Another impermissible hidden advantage is that users are referred to specialist articles by other doctors on the profile of basic customers, which is not the case with platinum customers. This gives users the inaccurate impression that basic customers do not want or cannot publish corresponding specialist articles. In fact, however, this function can only be used if the doctor books a premium package. In any case, if the displayed articles came from paying physicians practicing at a distance of up to 100 km from non-paying physicians, a possible competitive situation would arise.

Finally, the reference on the profile of the basic customers to doctors with special fields of treatment in the same specialist field is also an inadmissible hidden advantage. The hyperlink could give the user the impression that the doctor may not be sufficiently qualified because his profile refers to other colleagues in the “special” medical field, whereas in the case of premium customers, no reference could encourage patients to continue their search for a doctor who is as qualified as possible.

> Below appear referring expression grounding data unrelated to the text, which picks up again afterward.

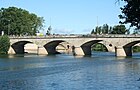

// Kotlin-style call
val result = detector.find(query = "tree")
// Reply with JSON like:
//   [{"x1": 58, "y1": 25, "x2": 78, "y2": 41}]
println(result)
[
  {"x1": 91, "y1": 24, "x2": 128, "y2": 34},
  {"x1": 102, "y1": 24, "x2": 109, "y2": 34},
  {"x1": 91, "y1": 29, "x2": 95, "y2": 34},
  {"x1": 92, "y1": 43, "x2": 108, "y2": 52},
  {"x1": 91, "y1": 24, "x2": 112, "y2": 34},
  {"x1": 0, "y1": 7, "x2": 44, "y2": 36},
  {"x1": 46, "y1": 25, "x2": 52, "y2": 35},
  {"x1": 0, "y1": 35, "x2": 10, "y2": 54},
  {"x1": 119, "y1": 0, "x2": 140, "y2": 29},
  {"x1": 111, "y1": 25, "x2": 127, "y2": 34},
  {"x1": 94, "y1": 26, "x2": 102, "y2": 34}
]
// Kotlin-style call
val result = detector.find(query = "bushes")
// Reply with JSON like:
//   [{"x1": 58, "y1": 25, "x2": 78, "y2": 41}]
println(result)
[
  {"x1": 0, "y1": 35, "x2": 10, "y2": 54},
  {"x1": 133, "y1": 46, "x2": 140, "y2": 52},
  {"x1": 92, "y1": 43, "x2": 108, "y2": 52}
]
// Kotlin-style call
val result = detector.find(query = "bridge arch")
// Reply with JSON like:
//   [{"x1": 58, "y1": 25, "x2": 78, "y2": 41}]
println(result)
[
  {"x1": 81, "y1": 40, "x2": 102, "y2": 55},
  {"x1": 11, "y1": 41, "x2": 32, "y2": 54},
  {"x1": 56, "y1": 43, "x2": 67, "y2": 52},
  {"x1": 124, "y1": 41, "x2": 140, "y2": 47},
  {"x1": 122, "y1": 40, "x2": 140, "y2": 56},
  {"x1": 43, "y1": 40, "x2": 73, "y2": 54},
  {"x1": 73, "y1": 40, "x2": 117, "y2": 56},
  {"x1": 44, "y1": 40, "x2": 64, "y2": 54},
  {"x1": 73, "y1": 40, "x2": 102, "y2": 55},
  {"x1": 98, "y1": 41, "x2": 115, "y2": 52}
]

Legally, the court has based the claim of the plaintiffs on the deletion of the profile established without consent or on the omission of the concrete forms of infringement on §§ 823 para. 2, 1004 BGB analogously in connection with Art. 6 para. 1 f) DSGVO. In this context, it has decided that the evaluation platform cannot rely on the so-called media privilege of the Basic Data Protection Regulation (Art. 85 para. 2 DSGVO). The platform’s business model could not be seen as a separate opinion-forming activity, but at best as an auxiliary service for the better dissemination of (third-party) information.

On the other hand, the Senate did not object to other functions of the portal, such as the possibility for premium customers to indicate the medical services offered on the profile to a greater extent than for basic customers. In this respect, the Senate dismissed the actions of the two plaintiffs on the successful appeal of the evaluation platform.

The Senate has admitted the appeal for both sides in both proceedings, since the question in which cases an evaluation platform leaves its role as a “neutral information mediator” has not yet been fully clarified in supreme court rulings and will have significance for a large number of future proceedings. The decision of the Federal Court of Justice of 20.02.2019 (VI ZR 301/17) only referred to an individual case concerning the design of the evaluation platform.